Another Cass Gilbert sketch, “Looking west from corner 5th ave + 42nd St”, from June 1917.

Based on the angle, he was standing on the northwestern corner of the intersection. The generally most interesting building nearby is the New York Public Library; the dark scribbles on the left most likely are meant to be the trees in Bryant Park, behind (west of) the library. What has obviously captured Gilbert’s attention is the skyscraper in the medium distance, which is 130 West 42nd Street, the Bush Tower. This was an office and showroom building associated with Bush Terminal in Brooklyn, a private freight-handling facility. The building is recognizable mostly through the deep light court on its east lot-line wall:

Bush Tower was one of the vaguely gothic skyscrapers inspired at least in part by Gilbert’s work, particularly his designs for the Woolworth Building and 90 West Street. That may be what inspired him to sketch it, standing in the street. Given how many random little sketches like this there are in the Library of Congress collection, drawing what he saw while walking around seems pretty clearly to have been part of his design process.

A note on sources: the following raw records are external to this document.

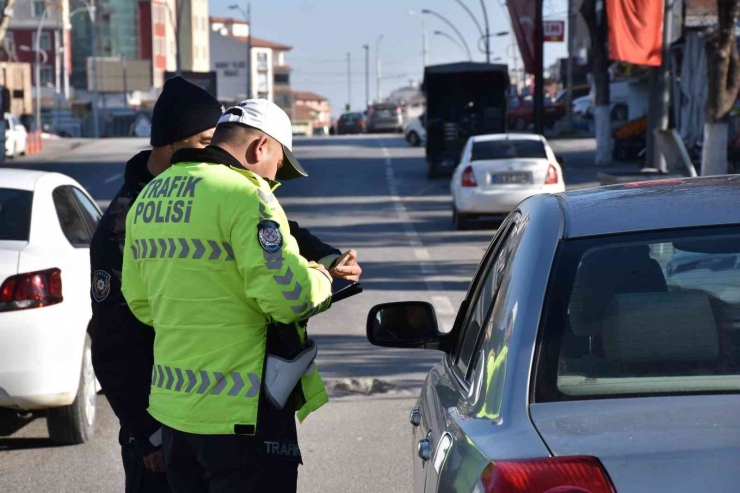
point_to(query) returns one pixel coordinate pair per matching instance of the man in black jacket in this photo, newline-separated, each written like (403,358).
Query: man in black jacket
(183,117)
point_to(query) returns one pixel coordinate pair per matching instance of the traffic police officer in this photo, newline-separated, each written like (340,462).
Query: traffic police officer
(210,263)
(184,116)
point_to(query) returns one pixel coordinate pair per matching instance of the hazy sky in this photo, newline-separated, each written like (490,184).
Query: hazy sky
(322,32)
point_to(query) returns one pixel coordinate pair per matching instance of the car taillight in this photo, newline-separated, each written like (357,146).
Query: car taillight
(31,290)
(550,475)
(468,178)
(552,177)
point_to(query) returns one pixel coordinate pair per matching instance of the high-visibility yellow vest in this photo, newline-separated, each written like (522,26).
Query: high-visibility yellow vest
(210,264)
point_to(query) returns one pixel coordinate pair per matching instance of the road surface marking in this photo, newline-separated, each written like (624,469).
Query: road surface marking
(440,300)
(113,178)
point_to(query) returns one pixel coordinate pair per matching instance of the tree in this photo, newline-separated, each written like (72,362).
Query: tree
(723,83)
(599,56)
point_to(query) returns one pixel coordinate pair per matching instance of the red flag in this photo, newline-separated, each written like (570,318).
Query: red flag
(522,20)
(635,31)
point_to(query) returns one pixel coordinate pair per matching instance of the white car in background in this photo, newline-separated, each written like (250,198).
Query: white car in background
(46,224)
(498,171)
(16,137)
(416,133)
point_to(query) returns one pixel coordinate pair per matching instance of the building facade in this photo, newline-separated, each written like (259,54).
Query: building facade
(53,45)
(270,75)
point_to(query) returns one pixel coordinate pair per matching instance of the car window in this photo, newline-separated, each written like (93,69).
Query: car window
(89,210)
(644,315)
(508,149)
(487,369)
(15,214)
(70,219)
(484,298)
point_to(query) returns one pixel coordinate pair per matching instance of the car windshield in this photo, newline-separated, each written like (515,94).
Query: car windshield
(508,149)
(643,315)
(15,214)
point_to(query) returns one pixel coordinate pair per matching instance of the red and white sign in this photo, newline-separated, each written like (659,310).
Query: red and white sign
(554,31)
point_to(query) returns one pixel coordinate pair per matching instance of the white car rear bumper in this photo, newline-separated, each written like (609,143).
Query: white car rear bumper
(40,357)
(475,200)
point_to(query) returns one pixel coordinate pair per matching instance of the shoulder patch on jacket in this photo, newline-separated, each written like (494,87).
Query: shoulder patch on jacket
(100,285)
(269,236)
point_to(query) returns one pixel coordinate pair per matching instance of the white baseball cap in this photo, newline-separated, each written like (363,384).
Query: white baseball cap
(268,117)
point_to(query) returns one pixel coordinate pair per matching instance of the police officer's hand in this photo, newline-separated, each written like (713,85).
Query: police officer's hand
(155,461)
(350,271)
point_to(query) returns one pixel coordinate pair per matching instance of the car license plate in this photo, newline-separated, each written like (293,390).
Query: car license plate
(511,178)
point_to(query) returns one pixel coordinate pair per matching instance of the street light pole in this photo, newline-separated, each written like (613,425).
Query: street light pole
(367,75)
(247,14)
(349,81)
(378,68)
(457,31)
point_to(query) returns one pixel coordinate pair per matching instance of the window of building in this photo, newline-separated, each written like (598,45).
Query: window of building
(282,79)
(47,74)
(45,41)
(262,83)
(37,8)
(262,61)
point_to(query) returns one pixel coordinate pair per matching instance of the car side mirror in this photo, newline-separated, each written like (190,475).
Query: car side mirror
(408,324)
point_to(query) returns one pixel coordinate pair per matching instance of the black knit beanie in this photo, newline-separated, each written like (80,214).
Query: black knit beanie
(183,109)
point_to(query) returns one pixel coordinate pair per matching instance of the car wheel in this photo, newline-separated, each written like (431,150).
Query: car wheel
(75,424)
(459,220)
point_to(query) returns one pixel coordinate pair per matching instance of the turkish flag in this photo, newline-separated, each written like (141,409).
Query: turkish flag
(635,31)
(522,20)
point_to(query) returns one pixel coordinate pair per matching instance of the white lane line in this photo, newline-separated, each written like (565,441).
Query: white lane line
(113,178)
(441,301)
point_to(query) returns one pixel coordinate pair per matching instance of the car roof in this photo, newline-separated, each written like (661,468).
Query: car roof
(510,136)
(652,205)
(20,179)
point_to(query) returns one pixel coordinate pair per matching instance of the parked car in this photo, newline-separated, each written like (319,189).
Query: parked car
(384,117)
(416,132)
(498,171)
(16,137)
(575,363)
(520,114)
(46,224)
(351,123)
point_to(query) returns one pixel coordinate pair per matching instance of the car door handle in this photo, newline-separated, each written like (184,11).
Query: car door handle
(415,417)
(424,449)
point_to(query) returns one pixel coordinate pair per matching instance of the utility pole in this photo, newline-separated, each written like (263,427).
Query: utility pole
(660,93)
(125,82)
(539,78)
(378,69)
(488,33)
(349,81)
(571,42)
(367,75)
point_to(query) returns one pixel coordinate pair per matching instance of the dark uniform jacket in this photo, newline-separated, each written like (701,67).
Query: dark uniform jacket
(122,347)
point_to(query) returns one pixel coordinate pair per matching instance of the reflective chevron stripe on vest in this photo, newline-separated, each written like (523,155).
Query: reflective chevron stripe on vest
(165,377)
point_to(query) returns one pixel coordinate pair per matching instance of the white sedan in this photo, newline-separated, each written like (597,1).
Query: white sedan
(498,171)
(46,224)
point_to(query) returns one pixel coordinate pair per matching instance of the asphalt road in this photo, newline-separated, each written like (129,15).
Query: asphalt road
(369,193)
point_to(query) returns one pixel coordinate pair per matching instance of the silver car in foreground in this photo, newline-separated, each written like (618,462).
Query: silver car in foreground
(590,354)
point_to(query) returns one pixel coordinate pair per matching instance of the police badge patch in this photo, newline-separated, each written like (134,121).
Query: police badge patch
(268,233)
(100,285)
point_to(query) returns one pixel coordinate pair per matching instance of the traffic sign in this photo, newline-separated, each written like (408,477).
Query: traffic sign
(554,31)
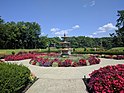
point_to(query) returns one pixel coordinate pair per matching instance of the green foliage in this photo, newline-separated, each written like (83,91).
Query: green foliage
(55,64)
(118,36)
(100,52)
(13,77)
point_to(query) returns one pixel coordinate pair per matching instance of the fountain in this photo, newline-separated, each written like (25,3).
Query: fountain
(66,49)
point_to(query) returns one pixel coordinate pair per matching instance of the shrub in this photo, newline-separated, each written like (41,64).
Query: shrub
(13,78)
(93,60)
(109,79)
(55,64)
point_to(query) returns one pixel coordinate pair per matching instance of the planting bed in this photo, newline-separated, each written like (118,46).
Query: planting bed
(72,61)
(109,79)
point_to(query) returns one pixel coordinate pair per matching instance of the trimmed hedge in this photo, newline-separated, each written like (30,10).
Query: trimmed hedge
(13,78)
(99,52)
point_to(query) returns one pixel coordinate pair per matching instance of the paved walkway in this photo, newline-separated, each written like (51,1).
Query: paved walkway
(63,79)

But ultimately I’m less interested in Bush Tower and Gilbert’s impression of Bush Tower than am in this sketch. He used a blunt line – probably just a soft pencil – and made little effort to capture detail of the building, but as soon as I saw the sketch I knew which building it was, as clearly as if he had taken a photograph. I’m impressed by this in part because I can’t do it. I can make an engineering diagram – a load-path sketch, for example – just fine and I can draft in CAD. My handwriting has deteriorated because I’ve almost entirely switched from writing to typing, but my sketch line-work is okay. But I can’t draw any better than the average random person on the street, so his ability to so readily capture the essence of a building floors me.